Cecenia. Rifugiato gay costretto a scusarsi in TV per «aver fatto vergognare» il popolo ceceno


Il canale televisivo statale ceceno Grozny TV ha mandato in onda un servizio "investigativo" in cui un rifugiato gay si è scusato per «aver fatto vergognare» il popolo ceceno.
L'uomo aveva raccontato le atrocità subite dal regime alla rivista statunitense Time ed è fuggito in Germania e nell'estate del 2013. Dopo essersi visto rifiutare una prima domanda di asilo, ne ha presentata una seconda lo scorso autunno, ma anche quella è stata rigettata.

Il suo calvario ha avuto inizio nel 2011, quando la polizia lo ha adescato con l'inganno in un presunto appuntamento con un'altro uomo. A quel punto è stato rapito e costretto a "confessare" la sua omosessualità in un video, poi sottoposto a ricatto per impedire la diffusione di quelle immagini. Lui non ce l'ha fatta a raccogliere i soldi che gli erano stati chiesto e quelle immagini sono finite sui social network, imponendogli una fuga a Mosca. Tornato in Cecenia per occuparsi della madre adottiva, è stato arrestato dalla polizia, interrogato sulla sua omosessualità, abusato fisicamente e sessualmente. Alla fine p stato rionsegnato ai parenti, affidando loro il compito di «occuparsi del problema».
Temendo per la sua vita, è scappato in Germania passando attraverso l'Europa orientale. Ma qui ha avuto inizio un secondo calvario. Le sue domande di asilo sono state sistematicamente rigettate mentre lo scorso novembre è stato aggredito a causa della sua omosessualità mentre si trovava in una centroo per rifugiati. I rapporti della polizia indicano che ad averlo riconosciuto ed aggredito sono stati tre ceceni che risultavano imparentatati con lui. Lo hanno minacciato con coltello fino a quando alcuni rifugiati provenienti dall'Africa non sono intervenuti.
Intanto sulle pagine del Time venivano pubblicate le costanti minacce che l'uomo riceveva su Facebook. La paura lo ha spinto persino a pensare al suicidio: «I ceceni non si preoccupano di dove andiamo. Possiamo fuggire anche su Marte, ma se ci sono altri ceceni, non ci lasceranno mai stare».
Dopo il rifiuto della sua seconda richiesta di asilo, l'uomo è scomparso per alcuni mesi sino a quando non è riapparso sulla tv di Stato cecena lunedì scorso.
Presentato al pubblico come un «malato di mente» che ha «inventato» una storia «frettolosamente gonfiata» dai media occidentali, l'emittente si è premurata di fornire il suo nome, cognome ed altre generalità che lo rendessero facilmente identificabile e reperibile.
Lo hanno così costretto a dichiarare: «Chiedo perdono al popolo della Cecenia, alla leadership cecena e ai ceceni che vivono nel Caucaso settentrionale e in Europa». Afferma anche che «ero sotto l'effetto di droghe contro l'epilessia, ma ora era sulla strada della ripresa».
le telecamere hanno bussato anche alla porta di sua sorella, pronta a dire di non volerlo più vedere.
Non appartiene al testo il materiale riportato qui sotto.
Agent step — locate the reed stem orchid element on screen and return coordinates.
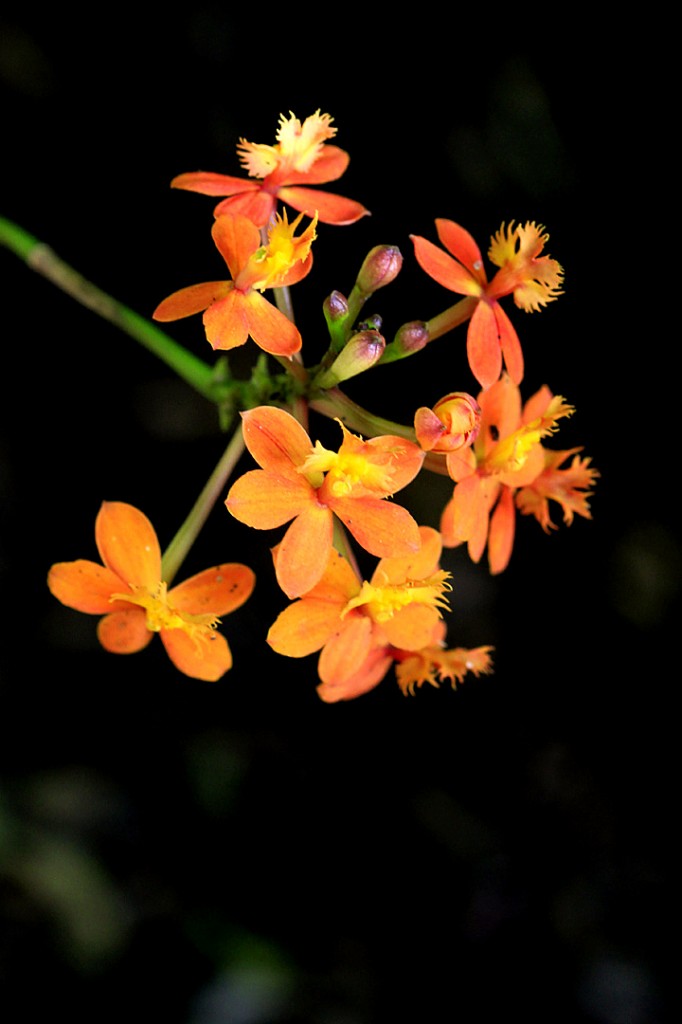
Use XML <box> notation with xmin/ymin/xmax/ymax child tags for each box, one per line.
<box><xmin>171</xmin><ymin>110</ymin><xmax>370</xmax><ymax>228</ymax></box>
<box><xmin>267</xmin><ymin>527</ymin><xmax>489</xmax><ymax>702</ymax></box>
<box><xmin>439</xmin><ymin>374</ymin><xmax>588</xmax><ymax>574</ymax></box>
<box><xmin>47</xmin><ymin>502</ymin><xmax>255</xmax><ymax>681</ymax></box>
<box><xmin>225</xmin><ymin>406</ymin><xmax>424</xmax><ymax>598</ymax></box>
<box><xmin>411</xmin><ymin>220</ymin><xmax>564</xmax><ymax>389</ymax></box>
<box><xmin>153</xmin><ymin>210</ymin><xmax>317</xmax><ymax>356</ymax></box>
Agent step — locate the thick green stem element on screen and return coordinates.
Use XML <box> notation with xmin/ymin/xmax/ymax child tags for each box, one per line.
<box><xmin>0</xmin><ymin>216</ymin><xmax>219</xmax><ymax>403</ymax></box>
<box><xmin>309</xmin><ymin>388</ymin><xmax>416</xmax><ymax>442</ymax></box>
<box><xmin>161</xmin><ymin>427</ymin><xmax>246</xmax><ymax>584</ymax></box>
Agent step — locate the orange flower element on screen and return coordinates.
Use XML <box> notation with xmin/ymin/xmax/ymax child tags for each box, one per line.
<box><xmin>47</xmin><ymin>502</ymin><xmax>255</xmax><ymax>681</ymax></box>
<box><xmin>411</xmin><ymin>220</ymin><xmax>564</xmax><ymax>389</ymax></box>
<box><xmin>171</xmin><ymin>110</ymin><xmax>370</xmax><ymax>228</ymax></box>
<box><xmin>440</xmin><ymin>374</ymin><xmax>583</xmax><ymax>573</ymax></box>
<box><xmin>225</xmin><ymin>406</ymin><xmax>424</xmax><ymax>598</ymax></box>
<box><xmin>267</xmin><ymin>527</ymin><xmax>484</xmax><ymax>702</ymax></box>
<box><xmin>152</xmin><ymin>210</ymin><xmax>317</xmax><ymax>356</ymax></box>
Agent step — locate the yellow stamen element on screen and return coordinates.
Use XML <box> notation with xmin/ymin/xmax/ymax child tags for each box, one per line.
<box><xmin>342</xmin><ymin>571</ymin><xmax>452</xmax><ymax>622</ymax></box>
<box><xmin>246</xmin><ymin>210</ymin><xmax>317</xmax><ymax>291</ymax></box>
<box><xmin>298</xmin><ymin>442</ymin><xmax>395</xmax><ymax>496</ymax></box>
<box><xmin>111</xmin><ymin>582</ymin><xmax>220</xmax><ymax>646</ymax></box>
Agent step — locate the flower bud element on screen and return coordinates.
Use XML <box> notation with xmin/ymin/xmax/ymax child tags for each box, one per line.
<box><xmin>394</xmin><ymin>320</ymin><xmax>430</xmax><ymax>355</ymax></box>
<box><xmin>355</xmin><ymin>245</ymin><xmax>403</xmax><ymax>295</ymax></box>
<box><xmin>323</xmin><ymin>289</ymin><xmax>350</xmax><ymax>326</ymax></box>
<box><xmin>314</xmin><ymin>330</ymin><xmax>386</xmax><ymax>388</ymax></box>
<box><xmin>414</xmin><ymin>392</ymin><xmax>481</xmax><ymax>452</ymax></box>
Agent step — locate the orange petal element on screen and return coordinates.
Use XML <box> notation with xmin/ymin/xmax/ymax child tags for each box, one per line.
<box><xmin>202</xmin><ymin>289</ymin><xmax>250</xmax><ymax>351</ymax></box>
<box><xmin>445</xmin><ymin>446</ymin><xmax>477</xmax><ymax>483</ymax></box>
<box><xmin>274</xmin><ymin>505</ymin><xmax>334</xmax><ymax>598</ymax></box>
<box><xmin>381</xmin><ymin>605</ymin><xmax>441</xmax><ymax>652</ymax></box>
<box><xmin>305</xmin><ymin>547</ymin><xmax>362</xmax><ymax>604</ymax></box>
<box><xmin>47</xmin><ymin>559</ymin><xmax>127</xmax><ymax>613</ymax></box>
<box><xmin>331</xmin><ymin>496</ymin><xmax>421</xmax><ymax>558</ymax></box>
<box><xmin>281</xmin><ymin>146</ymin><xmax>350</xmax><ymax>185</ymax></box>
<box><xmin>467</xmin><ymin>302</ymin><xmax>503</xmax><ymax>390</ymax></box>
<box><xmin>243</xmin><ymin>291</ymin><xmax>302</xmax><ymax>356</ymax></box>
<box><xmin>161</xmin><ymin>628</ymin><xmax>232</xmax><ymax>681</ymax></box>
<box><xmin>277</xmin><ymin>186</ymin><xmax>369</xmax><ymax>225</ymax></box>
<box><xmin>169</xmin><ymin>564</ymin><xmax>255</xmax><ymax>617</ymax></box>
<box><xmin>317</xmin><ymin>616</ymin><xmax>374</xmax><ymax>688</ymax></box>
<box><xmin>435</xmin><ymin>219</ymin><xmax>487</xmax><ymax>284</ymax></box>
<box><xmin>153</xmin><ymin>281</ymin><xmax>230</xmax><ymax>322</ymax></box>
<box><xmin>171</xmin><ymin>171</ymin><xmax>259</xmax><ymax>197</ymax></box>
<box><xmin>495</xmin><ymin>304</ymin><xmax>524</xmax><ymax>385</ymax></box>
<box><xmin>211</xmin><ymin>214</ymin><xmax>261</xmax><ymax>279</ymax></box>
<box><xmin>372</xmin><ymin>526</ymin><xmax>442</xmax><ymax>585</ymax></box>
<box><xmin>442</xmin><ymin>475</ymin><xmax>485</xmax><ymax>544</ymax></box>
<box><xmin>317</xmin><ymin>645</ymin><xmax>393</xmax><ymax>703</ymax></box>
<box><xmin>95</xmin><ymin>502</ymin><xmax>161</xmax><ymax>589</ymax></box>
<box><xmin>226</xmin><ymin>469</ymin><xmax>313</xmax><ymax>529</ymax></box>
<box><xmin>240</xmin><ymin>406</ymin><xmax>314</xmax><ymax>474</ymax></box>
<box><xmin>213</xmin><ymin>191</ymin><xmax>277</xmax><ymax>228</ymax></box>
<box><xmin>364</xmin><ymin>435</ymin><xmax>425</xmax><ymax>492</ymax></box>
<box><xmin>410</xmin><ymin>234</ymin><xmax>481</xmax><ymax>296</ymax></box>
<box><xmin>479</xmin><ymin>375</ymin><xmax>522</xmax><ymax>445</ymax></box>
<box><xmin>97</xmin><ymin>608</ymin><xmax>153</xmax><ymax>654</ymax></box>
<box><xmin>488</xmin><ymin>486</ymin><xmax>516</xmax><ymax>574</ymax></box>
<box><xmin>267</xmin><ymin>597</ymin><xmax>344</xmax><ymax>657</ymax></box>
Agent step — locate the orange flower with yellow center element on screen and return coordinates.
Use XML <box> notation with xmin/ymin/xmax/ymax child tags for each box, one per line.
<box><xmin>440</xmin><ymin>374</ymin><xmax>593</xmax><ymax>573</ymax></box>
<box><xmin>411</xmin><ymin>219</ymin><xmax>564</xmax><ymax>389</ymax></box>
<box><xmin>225</xmin><ymin>406</ymin><xmax>424</xmax><ymax>598</ymax></box>
<box><xmin>153</xmin><ymin>210</ymin><xmax>317</xmax><ymax>356</ymax></box>
<box><xmin>268</xmin><ymin>527</ymin><xmax>460</xmax><ymax>701</ymax></box>
<box><xmin>47</xmin><ymin>502</ymin><xmax>255</xmax><ymax>681</ymax></box>
<box><xmin>171</xmin><ymin>110</ymin><xmax>369</xmax><ymax>228</ymax></box>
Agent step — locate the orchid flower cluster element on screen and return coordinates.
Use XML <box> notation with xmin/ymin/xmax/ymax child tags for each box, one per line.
<box><xmin>42</xmin><ymin>110</ymin><xmax>598</xmax><ymax>702</ymax></box>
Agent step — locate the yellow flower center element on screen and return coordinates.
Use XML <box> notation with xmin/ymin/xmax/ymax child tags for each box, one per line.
<box><xmin>342</xmin><ymin>571</ymin><xmax>452</xmax><ymax>623</ymax></box>
<box><xmin>487</xmin><ymin>221</ymin><xmax>564</xmax><ymax>311</ymax></box>
<box><xmin>298</xmin><ymin>442</ymin><xmax>395</xmax><ymax>496</ymax></box>
<box><xmin>111</xmin><ymin>582</ymin><xmax>220</xmax><ymax>643</ymax></box>
<box><xmin>485</xmin><ymin>396</ymin><xmax>574</xmax><ymax>475</ymax></box>
<box><xmin>243</xmin><ymin>210</ymin><xmax>317</xmax><ymax>291</ymax></box>
<box><xmin>237</xmin><ymin>110</ymin><xmax>337</xmax><ymax>179</ymax></box>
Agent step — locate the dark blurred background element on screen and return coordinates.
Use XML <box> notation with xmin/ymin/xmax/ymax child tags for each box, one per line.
<box><xmin>1</xmin><ymin>10</ymin><xmax>677</xmax><ymax>1023</ymax></box>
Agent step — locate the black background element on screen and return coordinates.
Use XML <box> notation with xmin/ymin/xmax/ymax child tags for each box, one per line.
<box><xmin>1</xmin><ymin>10</ymin><xmax>677</xmax><ymax>1023</ymax></box>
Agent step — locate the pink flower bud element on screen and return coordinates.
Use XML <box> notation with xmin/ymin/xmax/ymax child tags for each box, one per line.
<box><xmin>394</xmin><ymin>320</ymin><xmax>430</xmax><ymax>355</ymax></box>
<box><xmin>355</xmin><ymin>245</ymin><xmax>403</xmax><ymax>295</ymax></box>
<box><xmin>323</xmin><ymin>290</ymin><xmax>349</xmax><ymax>324</ymax></box>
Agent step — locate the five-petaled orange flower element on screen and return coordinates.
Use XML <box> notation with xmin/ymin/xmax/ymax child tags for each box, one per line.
<box><xmin>267</xmin><ymin>528</ymin><xmax>493</xmax><ymax>702</ymax></box>
<box><xmin>153</xmin><ymin>210</ymin><xmax>317</xmax><ymax>356</ymax></box>
<box><xmin>47</xmin><ymin>502</ymin><xmax>255</xmax><ymax>681</ymax></box>
<box><xmin>225</xmin><ymin>406</ymin><xmax>424</xmax><ymax>599</ymax></box>
<box><xmin>411</xmin><ymin>220</ymin><xmax>564</xmax><ymax>390</ymax></box>
<box><xmin>171</xmin><ymin>110</ymin><xmax>370</xmax><ymax>228</ymax></box>
<box><xmin>440</xmin><ymin>374</ymin><xmax>596</xmax><ymax>574</ymax></box>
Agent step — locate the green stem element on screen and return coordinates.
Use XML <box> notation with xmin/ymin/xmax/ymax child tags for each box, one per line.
<box><xmin>0</xmin><ymin>216</ymin><xmax>219</xmax><ymax>404</ymax></box>
<box><xmin>270</xmin><ymin>281</ymin><xmax>309</xmax><ymax>428</ymax></box>
<box><xmin>309</xmin><ymin>388</ymin><xmax>417</xmax><ymax>442</ymax></box>
<box><xmin>161</xmin><ymin>426</ymin><xmax>246</xmax><ymax>584</ymax></box>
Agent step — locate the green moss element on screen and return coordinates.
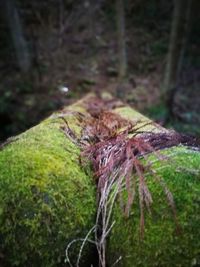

La madre adottiva ha invece dichiarato che si vergognava così tanto del figlio da non riuscire a guardare il giornalista negli occhi. Non è mancata la figura di uno psicologo, pronto a sentenziare che «probabilmente è uno psicopatico».

Alcune settimane fa, le organizzazioni per i diritti umani a Mosca hanno presentato le loro ultime informazioni sulla persecuzione dei gay in Cecenia e, per la prima volta, anche svariati testimoni oculari. Il regime aveva sempre negato la persecuzione, sostenendo spesso che non ci fossero omosessuali a Grozny e che i rapporti avrebbero attaccato l'onore della gente. Il presidente Ramzan Kadyrov dichiarò alla HBO: «Non abbiamo nessun gay, se ce n'è uno, che lo si porti in Canada. [...] Purificate il nostro sangue: se ce ne sono, portali via».
Grazie alle donazioni giunte dall'estero, la Rete LGBT ha aiutato decine di omosessuali a fuggire dalla regione e ha cercato di persuaderli ad andare all'estero perché non sarebbero stato al sicuro a Mosca o in altre città della Russia. Alcuni rifugiati sono riusciti ad ottenere un visto umanitario. Recentemente la rete ha avvertito gli affiliati di tutto il mondo a non fornire troppe informazioni sull'accoglienza dei rifugiati, in quanto ciò metterebbe a repentaglio la loro sicurezza. Recentemente un rifugiato era stato minacciato fisicamente a Toronto.